1. ## Annihilators/ Differential Operator Question

I want to use A(D)= (D+2)^2 to annihilate F(X)=5xe^(-2x).

However, I also need to compute A(D) operating on y''+4y'+4y in order to find Yp.

Thus, my question is this.

How do I compute A(D) operating on y''+4y'+4y?

I know it's simple but I'm stuck.

2. Originally Posted by divinelogos
I want to use A(D)= (D+2)^2 to annihilate F(X)=5xe^(-2x).

However, I also need to compute A(D) operating on y''+4y'+4y in order to find Yp.

Thus, my question is this.

How do I compute A(D) operating on y''+4y'+4y?

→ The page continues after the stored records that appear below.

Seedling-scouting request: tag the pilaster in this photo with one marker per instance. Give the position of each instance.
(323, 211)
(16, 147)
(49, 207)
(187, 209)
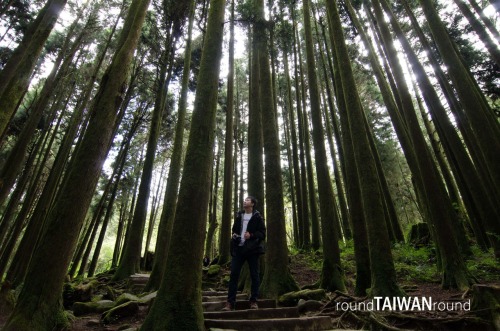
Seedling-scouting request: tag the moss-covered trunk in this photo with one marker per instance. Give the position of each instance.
(15, 76)
(227, 198)
(332, 275)
(277, 277)
(383, 274)
(174, 173)
(39, 305)
(178, 304)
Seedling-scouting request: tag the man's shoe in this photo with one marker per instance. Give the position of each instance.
(228, 307)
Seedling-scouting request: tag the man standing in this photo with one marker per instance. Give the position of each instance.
(249, 232)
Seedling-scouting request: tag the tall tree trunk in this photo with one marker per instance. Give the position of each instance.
(39, 303)
(332, 277)
(485, 126)
(277, 277)
(383, 274)
(227, 195)
(130, 261)
(480, 31)
(255, 180)
(330, 134)
(166, 225)
(486, 20)
(427, 179)
(65, 57)
(178, 304)
(303, 221)
(14, 78)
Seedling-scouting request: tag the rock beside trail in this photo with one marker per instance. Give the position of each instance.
(127, 309)
(292, 298)
(309, 305)
(84, 308)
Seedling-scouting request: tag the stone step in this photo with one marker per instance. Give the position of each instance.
(139, 279)
(264, 313)
(223, 298)
(211, 293)
(240, 305)
(315, 323)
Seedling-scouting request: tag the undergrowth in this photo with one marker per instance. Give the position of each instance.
(412, 264)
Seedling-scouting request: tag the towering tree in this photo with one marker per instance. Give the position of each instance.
(14, 78)
(383, 274)
(178, 304)
(332, 275)
(174, 174)
(39, 303)
(227, 215)
(277, 277)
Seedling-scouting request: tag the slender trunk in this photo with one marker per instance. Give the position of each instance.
(178, 304)
(277, 277)
(332, 277)
(227, 214)
(14, 78)
(166, 225)
(381, 262)
(482, 119)
(39, 304)
(480, 31)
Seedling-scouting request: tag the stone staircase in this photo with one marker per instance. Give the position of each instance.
(267, 317)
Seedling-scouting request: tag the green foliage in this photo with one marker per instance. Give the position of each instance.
(483, 265)
(347, 257)
(415, 264)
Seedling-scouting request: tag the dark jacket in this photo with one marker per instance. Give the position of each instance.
(257, 230)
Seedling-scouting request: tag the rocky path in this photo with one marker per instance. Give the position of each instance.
(267, 317)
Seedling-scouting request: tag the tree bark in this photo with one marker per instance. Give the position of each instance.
(178, 304)
(39, 303)
(165, 227)
(14, 78)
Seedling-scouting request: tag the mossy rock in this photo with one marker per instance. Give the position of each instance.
(110, 293)
(213, 270)
(84, 308)
(419, 234)
(126, 297)
(127, 309)
(78, 293)
(148, 298)
(292, 298)
(486, 302)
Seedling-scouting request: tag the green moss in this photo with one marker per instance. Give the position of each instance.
(483, 265)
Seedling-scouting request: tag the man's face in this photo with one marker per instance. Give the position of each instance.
(247, 203)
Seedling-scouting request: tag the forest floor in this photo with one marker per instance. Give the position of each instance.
(416, 275)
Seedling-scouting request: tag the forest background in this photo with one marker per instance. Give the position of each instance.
(132, 126)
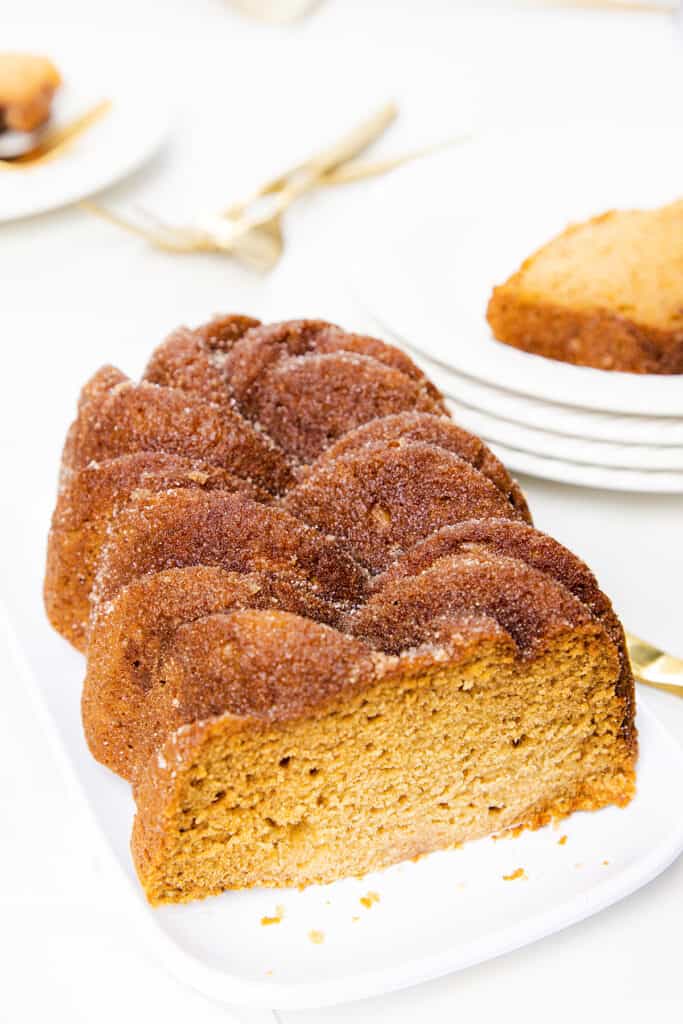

I know it's simple but I'm stuck.
The equation that we want to solve is

$y''+4y'+4y=5xe^{-2x}$

If we write this in terms of the operator D we get

$D^2y+4Dy+4y=5xe^{-2x} \iff (D^2+4D+4)y=5e^{-2x} \iff (D+2)^2y=5xe^{-2x}$

From here we see that the complimentary solution is

$y_c=c_1e^{-2x}+c_2xe^{-2x}$

Now find the particular solution we need to annihilate the right hand side.
Using the Annihilator that you have above gives

$(D+2)^4y=(D+2)^2(5xe^{-2x})=0$

This "new" equation have solution

$y_p=ae^{-2x}+bxe^{-2x}+mx^2e^{-2x}+nx^3e^{-2x}$

Now we need to remove any terms that are in the complimentary solution. If we relabel the constants we get

$y_p=Ax^2e^{-2x}+Bx^3e^{-2x}$

From here it is just finding A and B.

3. Originally Posted by divinelogos
I want to use A(D)= (D+2)^2 to annihilate F(X)=5xe^(-2x).

However, I also need to compute A(D) operating on y''+4y'+4y in order to find Yp.

Thus, my question is this.

How do I compute A(D) operating on y''+4y'+4y?
If that is what you meant to say, you don't! y''+ 4y'+ 4y is already (D+ 2)^2y.
(D+ 2)^2y means (D+ 2)(D+ 2)y= (D+ 2)(Dy+ 2y)= (D+ 2)(y'+ 2y)= D(y')+ D(2y)+ 2(y'+ 2y)= y''+ 2y'+ 2y'+ 4y= y''+ 4y'+ 4y.

I know it's simple but I'm stuck.
In order to find yp you need to find a function y(x) such that (D+ 2)^2y= 5xe^{-2x}
I recommend trying something of the form y= (Ax^3+ Bx^2)e^{-2x}. Then Dy= [(Ax^3+ Bx^2)e^{-2x}]'= (3Ax^2+ 2Bx)e^{-2x}- 2(Ax^3+ Bx^2)e^{-2x}= (-2Ax^3+ (3A- 2B)x^2+ 2Bx)e^{-2x} and D^2y= [(-2Ax^3+ (3A- 2B)x^2+ 2Bx)e^{-2x}]'= (-6Ax^2+ (6A- 4B)x+ 2B)e^{-2x}- 2(-2Ax^3+ (3A- 2B)x^2+ 2Bx)e^{-2x}= (4Ax^3+ (-12A+ 4B)x^2+ (-6A- 4B)x+ 2B)e^{-2x}. Put those into (D^2+ 4D+ 4)y= 5xe^{-2x} and try to find A and B.